Intergenerational group show with Angelika G. Wetzel, Enzio Wetzel, Tonja Wetzel and Louie Wetzel at Koganecho, B-Site Gallery, Yokohama, 2024
After my German grandfather's funeral - my father's father, I went on a walk with my sculptor grandmother. She held my arm as we were walking and with a little shake of her head and surprise in her voice she said: I always thought, after death, I will understand something; I will know something more, but I understand nothing at all. 

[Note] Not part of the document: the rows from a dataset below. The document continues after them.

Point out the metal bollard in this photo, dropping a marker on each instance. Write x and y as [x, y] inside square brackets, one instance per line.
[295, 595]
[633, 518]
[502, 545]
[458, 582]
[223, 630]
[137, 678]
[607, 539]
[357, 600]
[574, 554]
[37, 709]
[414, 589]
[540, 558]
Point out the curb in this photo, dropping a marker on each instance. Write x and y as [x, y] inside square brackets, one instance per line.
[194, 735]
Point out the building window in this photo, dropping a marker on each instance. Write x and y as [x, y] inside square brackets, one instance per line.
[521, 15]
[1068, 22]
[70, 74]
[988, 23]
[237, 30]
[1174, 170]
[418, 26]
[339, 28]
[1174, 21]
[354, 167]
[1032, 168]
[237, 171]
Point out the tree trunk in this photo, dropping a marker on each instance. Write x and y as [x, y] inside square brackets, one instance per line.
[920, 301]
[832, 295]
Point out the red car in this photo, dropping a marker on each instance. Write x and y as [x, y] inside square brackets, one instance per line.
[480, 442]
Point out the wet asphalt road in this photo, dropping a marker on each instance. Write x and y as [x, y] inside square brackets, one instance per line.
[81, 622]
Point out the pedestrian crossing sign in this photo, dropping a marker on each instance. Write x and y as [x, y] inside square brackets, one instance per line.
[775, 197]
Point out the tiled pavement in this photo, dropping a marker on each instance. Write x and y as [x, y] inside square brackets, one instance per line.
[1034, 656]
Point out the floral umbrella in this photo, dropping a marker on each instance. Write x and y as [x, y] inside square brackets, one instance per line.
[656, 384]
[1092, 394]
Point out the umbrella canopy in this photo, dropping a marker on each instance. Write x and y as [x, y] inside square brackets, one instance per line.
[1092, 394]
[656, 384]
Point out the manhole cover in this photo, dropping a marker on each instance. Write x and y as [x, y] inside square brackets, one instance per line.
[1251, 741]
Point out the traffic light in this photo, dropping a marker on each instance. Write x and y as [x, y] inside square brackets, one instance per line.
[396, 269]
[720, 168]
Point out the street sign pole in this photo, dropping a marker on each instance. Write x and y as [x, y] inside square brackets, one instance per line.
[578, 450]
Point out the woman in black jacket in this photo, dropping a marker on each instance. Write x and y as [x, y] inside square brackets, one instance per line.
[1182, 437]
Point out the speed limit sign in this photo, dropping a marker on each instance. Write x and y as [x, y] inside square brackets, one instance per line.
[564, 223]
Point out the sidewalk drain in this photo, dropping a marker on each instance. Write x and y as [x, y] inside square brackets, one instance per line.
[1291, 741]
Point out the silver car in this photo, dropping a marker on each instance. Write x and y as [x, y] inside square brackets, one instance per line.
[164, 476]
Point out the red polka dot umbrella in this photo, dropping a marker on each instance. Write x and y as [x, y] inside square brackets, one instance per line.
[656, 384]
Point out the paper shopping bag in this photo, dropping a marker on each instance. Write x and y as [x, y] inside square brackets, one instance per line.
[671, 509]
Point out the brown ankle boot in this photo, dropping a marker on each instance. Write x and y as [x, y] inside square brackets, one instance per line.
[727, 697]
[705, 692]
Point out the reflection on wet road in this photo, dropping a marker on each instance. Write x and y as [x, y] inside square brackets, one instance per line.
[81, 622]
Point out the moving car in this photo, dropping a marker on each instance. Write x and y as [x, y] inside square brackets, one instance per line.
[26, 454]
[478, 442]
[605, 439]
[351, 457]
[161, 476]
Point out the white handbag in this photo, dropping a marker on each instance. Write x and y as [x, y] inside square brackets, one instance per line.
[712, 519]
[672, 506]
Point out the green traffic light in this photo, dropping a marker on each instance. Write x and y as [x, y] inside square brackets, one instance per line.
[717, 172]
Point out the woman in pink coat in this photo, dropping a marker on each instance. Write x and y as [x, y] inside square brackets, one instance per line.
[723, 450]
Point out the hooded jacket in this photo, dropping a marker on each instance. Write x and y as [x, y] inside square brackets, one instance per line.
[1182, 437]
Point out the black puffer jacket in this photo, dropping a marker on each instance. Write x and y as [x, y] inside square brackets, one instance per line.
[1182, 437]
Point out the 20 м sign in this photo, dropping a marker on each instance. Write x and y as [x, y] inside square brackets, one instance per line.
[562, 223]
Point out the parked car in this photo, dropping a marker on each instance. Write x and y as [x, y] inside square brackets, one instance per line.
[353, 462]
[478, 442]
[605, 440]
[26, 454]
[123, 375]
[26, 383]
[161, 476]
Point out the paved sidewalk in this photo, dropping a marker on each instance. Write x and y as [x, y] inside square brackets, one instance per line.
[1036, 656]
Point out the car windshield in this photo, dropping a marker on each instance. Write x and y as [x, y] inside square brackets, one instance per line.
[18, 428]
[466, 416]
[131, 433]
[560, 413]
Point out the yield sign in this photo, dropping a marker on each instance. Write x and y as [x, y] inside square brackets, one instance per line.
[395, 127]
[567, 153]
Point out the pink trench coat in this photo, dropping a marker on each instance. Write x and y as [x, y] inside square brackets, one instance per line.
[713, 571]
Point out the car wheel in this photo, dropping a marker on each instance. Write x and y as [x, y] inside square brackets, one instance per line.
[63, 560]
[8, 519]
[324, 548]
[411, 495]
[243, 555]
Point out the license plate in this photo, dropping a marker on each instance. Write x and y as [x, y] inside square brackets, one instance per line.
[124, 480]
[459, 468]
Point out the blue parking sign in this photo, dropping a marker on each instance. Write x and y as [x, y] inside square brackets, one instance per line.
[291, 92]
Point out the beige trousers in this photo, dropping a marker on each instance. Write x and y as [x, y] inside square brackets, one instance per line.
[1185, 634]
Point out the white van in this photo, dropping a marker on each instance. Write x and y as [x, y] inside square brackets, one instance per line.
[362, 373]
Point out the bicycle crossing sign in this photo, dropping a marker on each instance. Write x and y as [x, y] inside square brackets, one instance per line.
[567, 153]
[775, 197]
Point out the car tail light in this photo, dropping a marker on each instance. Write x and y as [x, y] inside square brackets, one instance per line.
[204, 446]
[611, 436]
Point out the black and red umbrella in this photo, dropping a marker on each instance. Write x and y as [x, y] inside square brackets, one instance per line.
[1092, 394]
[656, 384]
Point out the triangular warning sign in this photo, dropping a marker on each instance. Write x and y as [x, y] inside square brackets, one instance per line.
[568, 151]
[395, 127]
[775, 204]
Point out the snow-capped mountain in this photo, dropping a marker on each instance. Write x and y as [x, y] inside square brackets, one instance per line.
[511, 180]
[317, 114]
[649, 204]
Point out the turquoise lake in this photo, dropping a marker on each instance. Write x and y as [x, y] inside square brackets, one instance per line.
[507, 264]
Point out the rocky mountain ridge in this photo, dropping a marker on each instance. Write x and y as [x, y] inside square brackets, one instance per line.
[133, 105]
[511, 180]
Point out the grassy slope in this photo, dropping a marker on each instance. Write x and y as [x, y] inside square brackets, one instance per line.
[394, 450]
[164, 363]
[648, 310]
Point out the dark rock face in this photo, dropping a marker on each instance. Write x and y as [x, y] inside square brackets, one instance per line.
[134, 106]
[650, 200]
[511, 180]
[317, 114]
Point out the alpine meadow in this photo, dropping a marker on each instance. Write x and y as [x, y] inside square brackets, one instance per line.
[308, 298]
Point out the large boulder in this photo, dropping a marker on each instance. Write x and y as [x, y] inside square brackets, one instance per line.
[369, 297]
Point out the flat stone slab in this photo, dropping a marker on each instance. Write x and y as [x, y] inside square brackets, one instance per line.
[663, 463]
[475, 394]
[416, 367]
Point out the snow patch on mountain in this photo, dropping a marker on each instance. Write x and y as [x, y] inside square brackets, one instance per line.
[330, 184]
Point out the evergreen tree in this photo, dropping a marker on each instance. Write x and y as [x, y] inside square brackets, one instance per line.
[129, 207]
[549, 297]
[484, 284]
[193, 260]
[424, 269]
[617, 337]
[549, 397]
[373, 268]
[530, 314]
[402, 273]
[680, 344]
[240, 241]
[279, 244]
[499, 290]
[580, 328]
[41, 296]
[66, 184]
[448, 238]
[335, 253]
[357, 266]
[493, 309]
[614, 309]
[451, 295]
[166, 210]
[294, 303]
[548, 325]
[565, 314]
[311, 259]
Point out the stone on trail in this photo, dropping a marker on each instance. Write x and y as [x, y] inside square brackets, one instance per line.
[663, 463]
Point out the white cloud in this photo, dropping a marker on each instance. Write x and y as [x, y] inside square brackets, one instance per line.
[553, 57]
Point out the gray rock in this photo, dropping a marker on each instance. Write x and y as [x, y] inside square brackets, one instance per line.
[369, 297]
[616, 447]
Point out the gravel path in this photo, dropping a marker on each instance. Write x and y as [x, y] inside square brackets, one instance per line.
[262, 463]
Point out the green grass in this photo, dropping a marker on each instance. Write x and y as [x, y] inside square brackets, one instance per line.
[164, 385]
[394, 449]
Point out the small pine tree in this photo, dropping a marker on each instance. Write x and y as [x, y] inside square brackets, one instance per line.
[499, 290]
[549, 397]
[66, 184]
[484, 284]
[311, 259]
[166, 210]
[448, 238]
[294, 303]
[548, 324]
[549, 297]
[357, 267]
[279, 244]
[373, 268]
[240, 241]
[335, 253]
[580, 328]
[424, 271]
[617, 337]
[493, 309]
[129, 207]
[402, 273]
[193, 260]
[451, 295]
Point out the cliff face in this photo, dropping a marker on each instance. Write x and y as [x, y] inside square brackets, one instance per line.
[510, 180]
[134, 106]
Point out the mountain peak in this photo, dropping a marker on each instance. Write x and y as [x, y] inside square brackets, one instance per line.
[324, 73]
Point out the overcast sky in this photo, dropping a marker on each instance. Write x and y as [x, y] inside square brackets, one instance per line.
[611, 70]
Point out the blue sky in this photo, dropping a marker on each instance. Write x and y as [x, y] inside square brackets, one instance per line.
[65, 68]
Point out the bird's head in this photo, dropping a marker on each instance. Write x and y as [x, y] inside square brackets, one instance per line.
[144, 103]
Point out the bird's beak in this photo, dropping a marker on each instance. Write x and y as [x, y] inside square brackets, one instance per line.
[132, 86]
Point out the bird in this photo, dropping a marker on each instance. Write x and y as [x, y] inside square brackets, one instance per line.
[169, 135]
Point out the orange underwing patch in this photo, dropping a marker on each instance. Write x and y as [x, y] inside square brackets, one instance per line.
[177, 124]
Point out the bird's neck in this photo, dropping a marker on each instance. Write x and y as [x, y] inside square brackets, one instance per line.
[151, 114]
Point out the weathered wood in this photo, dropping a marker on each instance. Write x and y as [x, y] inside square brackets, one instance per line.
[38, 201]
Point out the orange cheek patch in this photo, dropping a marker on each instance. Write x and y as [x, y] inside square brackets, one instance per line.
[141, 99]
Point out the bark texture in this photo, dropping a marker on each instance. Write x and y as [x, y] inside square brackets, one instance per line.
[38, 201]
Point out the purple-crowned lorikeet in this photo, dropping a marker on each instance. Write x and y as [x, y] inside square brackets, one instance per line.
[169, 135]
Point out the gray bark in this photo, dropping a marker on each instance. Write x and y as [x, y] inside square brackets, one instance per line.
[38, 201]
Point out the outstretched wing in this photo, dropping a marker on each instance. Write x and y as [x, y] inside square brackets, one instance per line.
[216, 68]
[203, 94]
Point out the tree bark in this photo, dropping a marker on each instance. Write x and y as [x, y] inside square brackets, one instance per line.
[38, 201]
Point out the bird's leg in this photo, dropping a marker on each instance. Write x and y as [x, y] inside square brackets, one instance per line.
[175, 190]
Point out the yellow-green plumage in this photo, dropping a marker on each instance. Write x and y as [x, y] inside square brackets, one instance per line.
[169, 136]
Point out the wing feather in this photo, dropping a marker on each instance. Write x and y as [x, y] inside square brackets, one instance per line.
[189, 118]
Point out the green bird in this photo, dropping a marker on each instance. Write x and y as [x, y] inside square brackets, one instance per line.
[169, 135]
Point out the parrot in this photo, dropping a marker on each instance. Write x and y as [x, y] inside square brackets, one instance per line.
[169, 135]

After her passing in 2011, the house was full of not only her art: sculpture, reliefs, drawings, eggs, horns, feathers, colors, paper, bronze, it was also filled with relatives and offspring. Humans she helped create and sculptures she formed. The only free room for the night was her studio, in which I slept. Her sculptures watched over me that night, anxious to know what would happen after she was gone. I am her grand-daughter, my father is her son. My nephew met her when he was a baby, born in Munich, now growing up in Yokohama. I once told my nephew about life as an artist, and at 10 years old his answer was: but this is no way of making a living, is it? How did he know? Indeed, as Kurt Vonnegut the German born American writer once put it: "The arts are not a way to make a living. They are a very human way of making life more bearable. Practicing an art, no matter how well or badly, is a way to make your soul grow, for heaven's sake."

Apparently, art is also passed on down the family tree: like a curse, like a blessing. Despite his knowledge of art's futility, my nephew Louie keeps creating, my father Enzio despite is years of work to raise his children, always made room to build. His work hangs above my bed. My grandmother's sculpture now watches over my own studio. Art does not only make the soul grow, it illuminates the souls of all who are touched by it.